The Janssen Pharmaceutical Companies of Johnson & Johnson announced the FDA approval of Imbruvica (ibrutinib) in combination with rituximab for the treatment of Waldenström’s macroglobulinemia.
The approval expands the label for Imbruvica in WM beyond its approved use as a monotherapy to include combination use with rituximab. The approval represents the first approved non-chemotherapy combination option for the treatment of WM.
Imbruvica first received FDA approval in WM as a monotherapy in January 2015 via the Breakthrough Therapy Designation pathway, making it the first FDA-approved therapy for the disease. The expanded label marks the ninth FDA approval for Imbruvica since 2013. Imbruvica is a first-in-class Bruton’s tyrosine kinase inhibitor jointly developed and commercialized by Janssen Biotech Inc. and Pharmacyclics LLC, an AbbVie company.
This approval is based on results from the randomized, double-blind, placebo-controlled iNNOVATE study (PCYC-1127), the largest phase III study of a non-chemotherapy combination in WM patients. The iNNOVATE study evaluated Imbruvica in combination with rituximab versus placebo plus rituximab in 150 patients with either relapsed/refractory disease or previously untreated WM.
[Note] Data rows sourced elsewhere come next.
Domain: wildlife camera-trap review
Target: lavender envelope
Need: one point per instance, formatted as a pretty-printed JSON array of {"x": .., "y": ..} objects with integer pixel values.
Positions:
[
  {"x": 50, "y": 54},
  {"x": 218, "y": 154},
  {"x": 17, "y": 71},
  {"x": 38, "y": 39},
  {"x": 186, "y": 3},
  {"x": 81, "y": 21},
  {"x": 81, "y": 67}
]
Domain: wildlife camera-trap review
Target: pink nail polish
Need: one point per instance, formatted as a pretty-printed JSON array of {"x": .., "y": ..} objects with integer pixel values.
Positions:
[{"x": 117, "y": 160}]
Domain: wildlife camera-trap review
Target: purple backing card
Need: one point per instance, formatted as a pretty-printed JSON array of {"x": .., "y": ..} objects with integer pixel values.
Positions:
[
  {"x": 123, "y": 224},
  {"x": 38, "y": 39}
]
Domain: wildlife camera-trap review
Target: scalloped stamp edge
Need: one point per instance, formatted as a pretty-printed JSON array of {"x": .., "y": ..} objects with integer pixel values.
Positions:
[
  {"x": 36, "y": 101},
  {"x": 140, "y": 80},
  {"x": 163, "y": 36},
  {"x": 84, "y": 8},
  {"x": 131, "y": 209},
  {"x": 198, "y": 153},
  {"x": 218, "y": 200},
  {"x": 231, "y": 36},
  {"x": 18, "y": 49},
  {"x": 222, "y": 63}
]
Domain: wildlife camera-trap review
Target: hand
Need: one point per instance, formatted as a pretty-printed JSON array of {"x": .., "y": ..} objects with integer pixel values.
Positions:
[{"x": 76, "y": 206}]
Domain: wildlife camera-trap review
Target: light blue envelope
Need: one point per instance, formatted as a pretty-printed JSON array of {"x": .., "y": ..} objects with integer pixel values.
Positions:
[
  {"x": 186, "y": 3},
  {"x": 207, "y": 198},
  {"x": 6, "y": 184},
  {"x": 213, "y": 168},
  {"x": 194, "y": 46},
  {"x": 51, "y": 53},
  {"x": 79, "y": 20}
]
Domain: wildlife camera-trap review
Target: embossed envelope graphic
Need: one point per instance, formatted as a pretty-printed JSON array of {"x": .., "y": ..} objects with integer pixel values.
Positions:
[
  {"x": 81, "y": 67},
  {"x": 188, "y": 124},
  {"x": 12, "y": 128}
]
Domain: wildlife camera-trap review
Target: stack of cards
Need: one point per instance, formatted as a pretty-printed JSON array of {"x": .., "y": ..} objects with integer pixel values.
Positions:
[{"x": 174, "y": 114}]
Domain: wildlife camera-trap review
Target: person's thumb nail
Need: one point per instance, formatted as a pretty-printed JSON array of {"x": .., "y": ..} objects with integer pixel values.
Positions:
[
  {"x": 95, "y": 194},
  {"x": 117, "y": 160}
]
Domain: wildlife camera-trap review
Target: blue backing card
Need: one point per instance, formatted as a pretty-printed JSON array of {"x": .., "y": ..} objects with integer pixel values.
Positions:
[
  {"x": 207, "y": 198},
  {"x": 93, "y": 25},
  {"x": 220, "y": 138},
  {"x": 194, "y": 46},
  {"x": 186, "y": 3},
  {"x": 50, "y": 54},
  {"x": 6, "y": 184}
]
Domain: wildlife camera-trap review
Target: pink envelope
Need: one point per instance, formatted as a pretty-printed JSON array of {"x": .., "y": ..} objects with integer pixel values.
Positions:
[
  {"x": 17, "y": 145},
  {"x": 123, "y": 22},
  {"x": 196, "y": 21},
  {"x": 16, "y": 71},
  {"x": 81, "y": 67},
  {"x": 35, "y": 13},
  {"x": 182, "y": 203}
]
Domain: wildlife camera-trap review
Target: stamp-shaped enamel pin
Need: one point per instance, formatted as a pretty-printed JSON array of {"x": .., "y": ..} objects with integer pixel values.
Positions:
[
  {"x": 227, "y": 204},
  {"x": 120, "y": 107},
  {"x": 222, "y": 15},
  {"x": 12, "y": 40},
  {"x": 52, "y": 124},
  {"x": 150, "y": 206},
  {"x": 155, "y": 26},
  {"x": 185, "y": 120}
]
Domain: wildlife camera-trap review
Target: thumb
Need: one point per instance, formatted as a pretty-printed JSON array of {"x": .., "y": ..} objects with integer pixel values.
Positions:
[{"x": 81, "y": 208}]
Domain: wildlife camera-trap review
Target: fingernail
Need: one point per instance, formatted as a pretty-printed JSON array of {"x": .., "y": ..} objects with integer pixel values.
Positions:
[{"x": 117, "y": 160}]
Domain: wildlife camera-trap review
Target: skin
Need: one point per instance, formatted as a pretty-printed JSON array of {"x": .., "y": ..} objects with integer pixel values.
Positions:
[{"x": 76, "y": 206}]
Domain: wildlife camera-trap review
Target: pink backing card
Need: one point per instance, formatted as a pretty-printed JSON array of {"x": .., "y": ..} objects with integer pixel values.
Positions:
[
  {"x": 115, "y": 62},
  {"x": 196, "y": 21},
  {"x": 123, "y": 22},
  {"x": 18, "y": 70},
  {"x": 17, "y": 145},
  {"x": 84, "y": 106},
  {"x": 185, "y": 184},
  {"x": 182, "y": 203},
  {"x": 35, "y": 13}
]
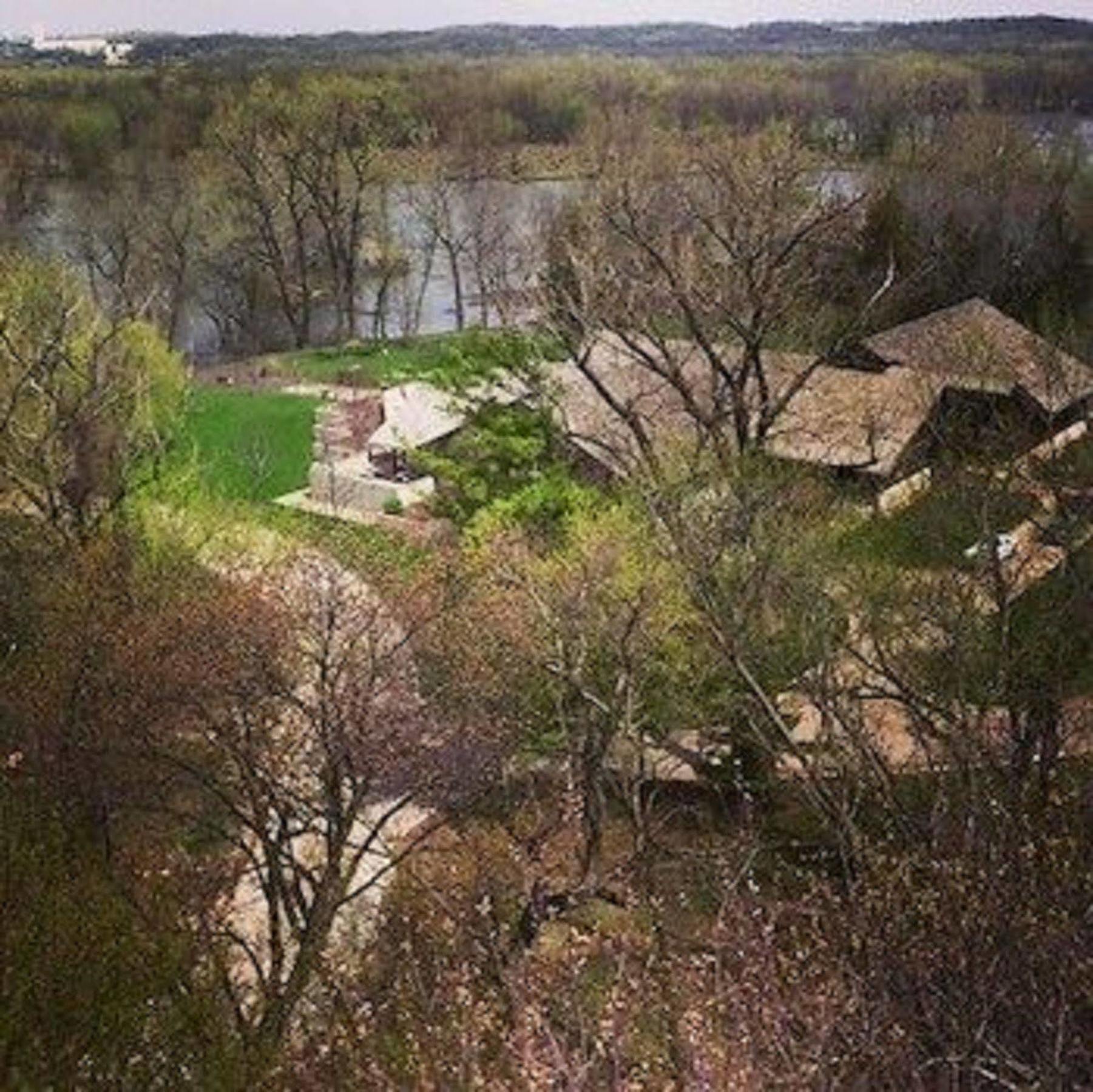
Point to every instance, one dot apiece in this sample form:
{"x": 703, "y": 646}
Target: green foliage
{"x": 87, "y": 402}
{"x": 505, "y": 466}
{"x": 90, "y": 135}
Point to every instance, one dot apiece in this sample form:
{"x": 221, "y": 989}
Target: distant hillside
{"x": 651, "y": 39}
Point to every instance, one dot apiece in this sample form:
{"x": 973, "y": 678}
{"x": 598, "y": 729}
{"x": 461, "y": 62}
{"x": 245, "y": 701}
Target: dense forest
{"x": 654, "y": 761}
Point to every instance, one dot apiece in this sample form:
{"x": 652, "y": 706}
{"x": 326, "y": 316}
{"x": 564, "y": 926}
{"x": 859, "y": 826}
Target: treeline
{"x": 859, "y": 101}
{"x": 646, "y": 39}
{"x": 312, "y": 204}
{"x": 198, "y": 751}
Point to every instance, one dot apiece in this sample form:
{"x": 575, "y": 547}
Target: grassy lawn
{"x": 444, "y": 359}
{"x": 236, "y": 452}
{"x": 936, "y": 530}
{"x": 240, "y": 445}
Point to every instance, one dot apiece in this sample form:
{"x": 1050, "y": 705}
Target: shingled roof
{"x": 975, "y": 347}
{"x": 840, "y": 417}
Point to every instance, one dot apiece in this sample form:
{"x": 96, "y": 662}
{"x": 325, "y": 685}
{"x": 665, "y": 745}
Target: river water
{"x": 422, "y": 298}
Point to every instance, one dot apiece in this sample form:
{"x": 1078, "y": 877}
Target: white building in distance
{"x": 110, "y": 53}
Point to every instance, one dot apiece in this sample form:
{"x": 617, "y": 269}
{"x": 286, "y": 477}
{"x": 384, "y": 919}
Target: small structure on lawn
{"x": 379, "y": 474}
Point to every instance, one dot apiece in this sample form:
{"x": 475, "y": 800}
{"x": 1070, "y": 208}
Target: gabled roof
{"x": 975, "y": 347}
{"x": 840, "y": 417}
{"x": 417, "y": 414}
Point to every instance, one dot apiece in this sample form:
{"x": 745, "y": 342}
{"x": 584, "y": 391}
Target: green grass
{"x": 239, "y": 445}
{"x": 236, "y": 452}
{"x": 445, "y": 359}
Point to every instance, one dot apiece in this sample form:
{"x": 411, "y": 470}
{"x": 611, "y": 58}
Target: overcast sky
{"x": 20, "y": 16}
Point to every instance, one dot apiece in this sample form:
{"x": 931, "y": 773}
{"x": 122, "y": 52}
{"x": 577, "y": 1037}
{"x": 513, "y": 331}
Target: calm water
{"x": 421, "y": 300}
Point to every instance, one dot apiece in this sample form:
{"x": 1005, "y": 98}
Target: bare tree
{"x": 82, "y": 399}
{"x": 697, "y": 260}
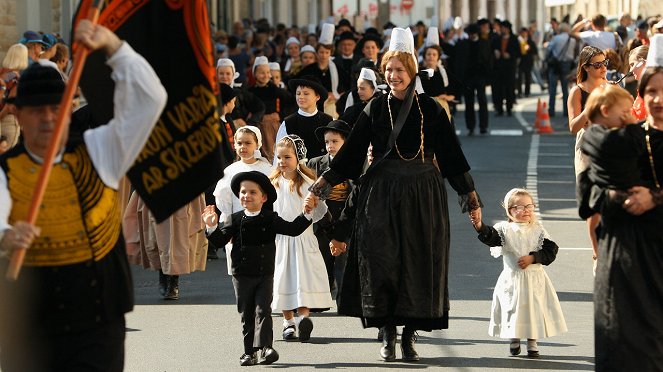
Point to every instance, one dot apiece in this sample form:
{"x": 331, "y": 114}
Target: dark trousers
{"x": 98, "y": 349}
{"x": 254, "y": 301}
{"x": 524, "y": 79}
{"x": 476, "y": 86}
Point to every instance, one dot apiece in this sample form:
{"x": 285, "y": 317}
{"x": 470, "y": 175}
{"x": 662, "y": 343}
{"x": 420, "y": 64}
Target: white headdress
{"x": 402, "y": 40}
{"x": 433, "y": 37}
{"x": 256, "y": 131}
{"x": 307, "y": 48}
{"x": 227, "y": 62}
{"x": 274, "y": 66}
{"x": 327, "y": 34}
{"x": 655, "y": 54}
{"x": 369, "y": 75}
{"x": 292, "y": 40}
{"x": 260, "y": 60}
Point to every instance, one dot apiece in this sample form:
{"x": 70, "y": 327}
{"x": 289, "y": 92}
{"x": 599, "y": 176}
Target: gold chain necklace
{"x": 651, "y": 156}
{"x": 421, "y": 130}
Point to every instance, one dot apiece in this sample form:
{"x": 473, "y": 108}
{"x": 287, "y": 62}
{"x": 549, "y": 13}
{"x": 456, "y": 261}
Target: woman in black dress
{"x": 397, "y": 270}
{"x": 628, "y": 293}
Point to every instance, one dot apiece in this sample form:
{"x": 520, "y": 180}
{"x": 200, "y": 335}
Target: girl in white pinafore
{"x": 300, "y": 275}
{"x": 525, "y": 303}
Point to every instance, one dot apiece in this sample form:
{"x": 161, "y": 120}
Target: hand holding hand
{"x": 525, "y": 261}
{"x": 639, "y": 201}
{"x": 210, "y": 217}
{"x": 475, "y": 218}
{"x": 20, "y": 236}
{"x": 337, "y": 248}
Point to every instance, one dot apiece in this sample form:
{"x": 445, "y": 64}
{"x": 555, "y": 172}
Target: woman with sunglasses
{"x": 636, "y": 59}
{"x": 628, "y": 292}
{"x": 592, "y": 67}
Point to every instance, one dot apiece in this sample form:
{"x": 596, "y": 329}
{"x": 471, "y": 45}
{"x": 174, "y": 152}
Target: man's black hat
{"x": 309, "y": 81}
{"x": 257, "y": 177}
{"x": 335, "y": 126}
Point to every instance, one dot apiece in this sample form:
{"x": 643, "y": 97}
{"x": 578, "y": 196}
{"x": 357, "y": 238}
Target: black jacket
{"x": 254, "y": 246}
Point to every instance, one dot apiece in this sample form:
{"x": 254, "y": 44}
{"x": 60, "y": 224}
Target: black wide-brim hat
{"x": 258, "y": 178}
{"x": 370, "y": 37}
{"x": 334, "y": 125}
{"x": 308, "y": 81}
{"x": 38, "y": 86}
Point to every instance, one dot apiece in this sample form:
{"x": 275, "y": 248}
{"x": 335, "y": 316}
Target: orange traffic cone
{"x": 537, "y": 118}
{"x": 544, "y": 127}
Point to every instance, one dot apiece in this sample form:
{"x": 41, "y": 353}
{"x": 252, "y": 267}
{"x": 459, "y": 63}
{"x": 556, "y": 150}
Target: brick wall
{"x": 8, "y": 29}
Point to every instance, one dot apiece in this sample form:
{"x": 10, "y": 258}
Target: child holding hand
{"x": 525, "y": 303}
{"x": 253, "y": 231}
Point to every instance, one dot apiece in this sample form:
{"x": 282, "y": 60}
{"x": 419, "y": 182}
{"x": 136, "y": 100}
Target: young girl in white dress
{"x": 525, "y": 303}
{"x": 248, "y": 141}
{"x": 300, "y": 275}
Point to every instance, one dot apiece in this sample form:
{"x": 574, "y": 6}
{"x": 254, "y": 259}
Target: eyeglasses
{"x": 520, "y": 208}
{"x": 598, "y": 65}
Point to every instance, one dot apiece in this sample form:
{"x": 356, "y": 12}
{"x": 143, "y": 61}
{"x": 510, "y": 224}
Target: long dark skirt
{"x": 397, "y": 269}
{"x": 628, "y": 294}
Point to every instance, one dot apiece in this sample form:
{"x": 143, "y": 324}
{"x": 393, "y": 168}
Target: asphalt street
{"x": 202, "y": 331}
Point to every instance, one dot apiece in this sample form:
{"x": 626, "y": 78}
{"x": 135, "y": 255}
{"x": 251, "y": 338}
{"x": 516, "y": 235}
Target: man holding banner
{"x": 66, "y": 310}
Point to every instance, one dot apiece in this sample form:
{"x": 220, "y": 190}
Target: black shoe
{"x": 407, "y": 345}
{"x": 388, "y": 349}
{"x": 248, "y": 360}
{"x": 514, "y": 348}
{"x": 211, "y": 254}
{"x": 163, "y": 283}
{"x": 173, "y": 289}
{"x": 305, "y": 328}
{"x": 290, "y": 333}
{"x": 268, "y": 356}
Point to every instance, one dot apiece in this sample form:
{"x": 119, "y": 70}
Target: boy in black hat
{"x": 254, "y": 232}
{"x": 333, "y": 135}
{"x": 309, "y": 93}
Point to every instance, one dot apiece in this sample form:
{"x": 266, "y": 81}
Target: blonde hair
{"x": 16, "y": 58}
{"x": 605, "y": 95}
{"x": 298, "y": 180}
{"x": 405, "y": 58}
{"x": 509, "y": 200}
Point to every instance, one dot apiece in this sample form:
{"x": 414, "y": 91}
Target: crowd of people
{"x": 338, "y": 134}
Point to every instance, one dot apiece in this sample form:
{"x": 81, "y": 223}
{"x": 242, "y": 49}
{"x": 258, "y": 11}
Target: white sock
{"x": 531, "y": 345}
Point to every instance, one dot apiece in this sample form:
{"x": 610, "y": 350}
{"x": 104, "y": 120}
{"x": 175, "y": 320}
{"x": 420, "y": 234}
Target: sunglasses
{"x": 598, "y": 65}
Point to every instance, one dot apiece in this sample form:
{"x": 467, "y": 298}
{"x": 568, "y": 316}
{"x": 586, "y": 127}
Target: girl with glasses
{"x": 591, "y": 75}
{"x": 525, "y": 304}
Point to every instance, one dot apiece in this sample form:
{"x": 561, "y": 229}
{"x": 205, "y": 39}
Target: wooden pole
{"x": 63, "y": 114}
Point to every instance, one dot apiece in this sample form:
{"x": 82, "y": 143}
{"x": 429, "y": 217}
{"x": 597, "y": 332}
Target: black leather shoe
{"x": 305, "y": 328}
{"x": 173, "y": 290}
{"x": 268, "y": 356}
{"x": 388, "y": 349}
{"x": 163, "y": 283}
{"x": 247, "y": 360}
{"x": 290, "y": 333}
{"x": 407, "y": 345}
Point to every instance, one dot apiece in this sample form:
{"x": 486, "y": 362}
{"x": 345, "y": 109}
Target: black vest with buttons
{"x": 254, "y": 246}
{"x": 305, "y": 128}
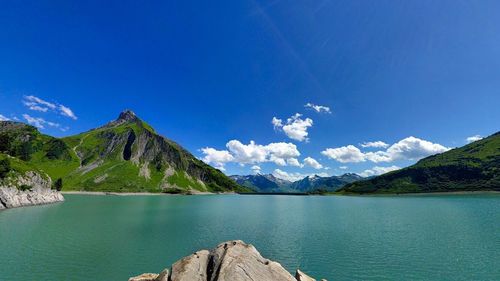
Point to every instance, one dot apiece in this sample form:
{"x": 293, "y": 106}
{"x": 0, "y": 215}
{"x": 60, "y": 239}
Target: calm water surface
{"x": 454, "y": 237}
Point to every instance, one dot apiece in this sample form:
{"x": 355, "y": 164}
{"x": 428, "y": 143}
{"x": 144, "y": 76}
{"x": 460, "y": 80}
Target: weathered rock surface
{"x": 229, "y": 261}
{"x": 301, "y": 276}
{"x": 40, "y": 193}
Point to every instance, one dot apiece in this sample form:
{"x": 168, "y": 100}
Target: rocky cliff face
{"x": 11, "y": 196}
{"x": 229, "y": 261}
{"x": 127, "y": 155}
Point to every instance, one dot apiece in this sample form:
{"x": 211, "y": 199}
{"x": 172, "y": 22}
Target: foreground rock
{"x": 229, "y": 261}
{"x": 39, "y": 193}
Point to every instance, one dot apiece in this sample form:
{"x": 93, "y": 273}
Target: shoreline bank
{"x": 100, "y": 193}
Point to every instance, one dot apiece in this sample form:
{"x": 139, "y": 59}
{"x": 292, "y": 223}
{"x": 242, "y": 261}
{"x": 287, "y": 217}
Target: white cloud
{"x": 277, "y": 123}
{"x": 295, "y": 127}
{"x": 378, "y": 144}
{"x": 294, "y": 162}
{"x": 311, "y": 162}
{"x": 66, "y": 111}
{"x": 216, "y": 157}
{"x": 39, "y": 122}
{"x": 318, "y": 108}
{"x": 38, "y": 104}
{"x": 410, "y": 148}
{"x": 280, "y": 153}
{"x": 377, "y": 170}
{"x": 345, "y": 154}
{"x": 473, "y": 138}
{"x": 247, "y": 154}
{"x": 256, "y": 169}
{"x": 294, "y": 176}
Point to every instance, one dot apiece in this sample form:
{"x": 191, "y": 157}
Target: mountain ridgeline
{"x": 474, "y": 167}
{"x": 125, "y": 155}
{"x": 310, "y": 184}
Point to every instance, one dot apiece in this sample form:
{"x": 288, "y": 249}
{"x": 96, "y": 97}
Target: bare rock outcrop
{"x": 229, "y": 261}
{"x": 39, "y": 193}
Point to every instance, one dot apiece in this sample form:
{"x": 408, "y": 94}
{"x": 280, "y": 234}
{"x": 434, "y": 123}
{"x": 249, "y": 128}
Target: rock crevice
{"x": 229, "y": 261}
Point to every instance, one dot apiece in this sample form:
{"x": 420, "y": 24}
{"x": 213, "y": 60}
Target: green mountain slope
{"x": 125, "y": 155}
{"x": 473, "y": 167}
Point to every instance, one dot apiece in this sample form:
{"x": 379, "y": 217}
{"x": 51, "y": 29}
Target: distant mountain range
{"x": 125, "y": 155}
{"x": 311, "y": 184}
{"x": 473, "y": 167}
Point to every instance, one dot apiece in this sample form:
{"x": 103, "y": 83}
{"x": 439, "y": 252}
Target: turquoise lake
{"x": 439, "y": 237}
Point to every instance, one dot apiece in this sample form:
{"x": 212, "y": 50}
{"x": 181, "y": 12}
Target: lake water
{"x": 452, "y": 237}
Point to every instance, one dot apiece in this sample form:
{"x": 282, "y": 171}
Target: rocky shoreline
{"x": 229, "y": 261}
{"x": 40, "y": 192}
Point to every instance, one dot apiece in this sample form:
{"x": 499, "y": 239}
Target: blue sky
{"x": 205, "y": 73}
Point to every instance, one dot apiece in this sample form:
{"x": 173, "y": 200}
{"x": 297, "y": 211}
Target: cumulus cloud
{"x": 311, "y": 162}
{"x": 280, "y": 153}
{"x": 345, "y": 154}
{"x": 277, "y": 123}
{"x": 295, "y": 127}
{"x": 377, "y": 144}
{"x": 66, "y": 111}
{"x": 473, "y": 138}
{"x": 294, "y": 176}
{"x": 39, "y": 122}
{"x": 256, "y": 169}
{"x": 216, "y": 157}
{"x": 410, "y": 148}
{"x": 40, "y": 105}
{"x": 377, "y": 170}
{"x": 318, "y": 108}
{"x": 294, "y": 162}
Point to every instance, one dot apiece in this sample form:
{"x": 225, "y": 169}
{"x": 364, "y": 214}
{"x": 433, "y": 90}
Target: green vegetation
{"x": 473, "y": 167}
{"x": 58, "y": 184}
{"x": 4, "y": 167}
{"x": 125, "y": 155}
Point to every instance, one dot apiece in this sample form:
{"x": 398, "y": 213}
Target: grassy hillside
{"x": 125, "y": 155}
{"x": 473, "y": 167}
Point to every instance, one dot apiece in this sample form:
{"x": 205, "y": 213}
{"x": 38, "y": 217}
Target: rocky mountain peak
{"x": 127, "y": 115}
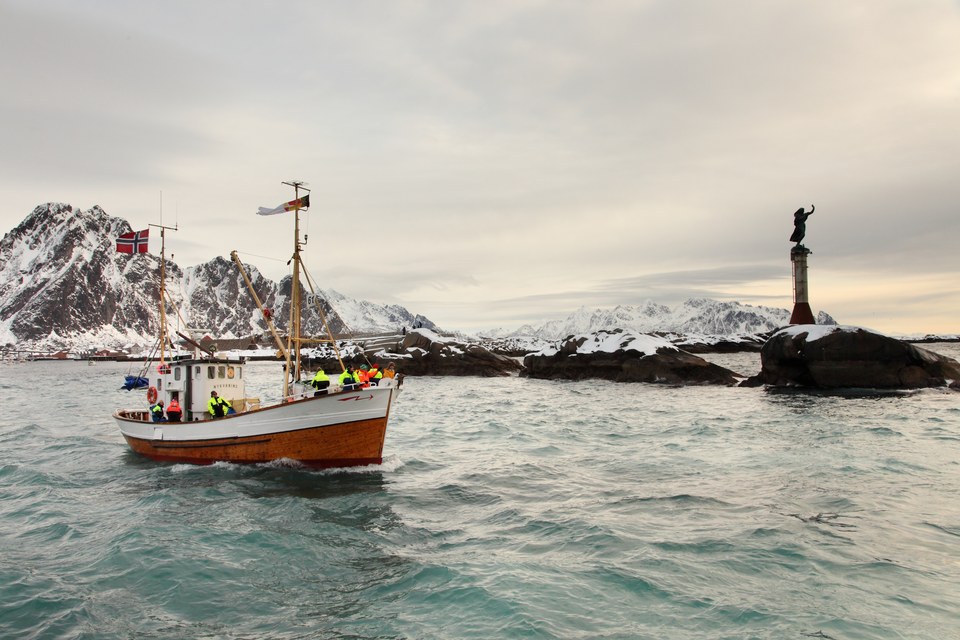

At a median follow up of 26.5 months, a significant improvement in the Independent Review Committee-assessed primary endpoint of progression-free survival was seen with Imbruvica plus rituximab when compared with placebo plus rituximab (30-month PFS rates were 82% vs. 28%, respectively). Patients in the Imbruvica plus rituximab treatment arm experienced an 80% reduction in relative risk of disease progression or death compared with patients treated with placebo plus rituximab (hazard ratio=0.20; confidence interval, 0.11-0.38, p<0.0001).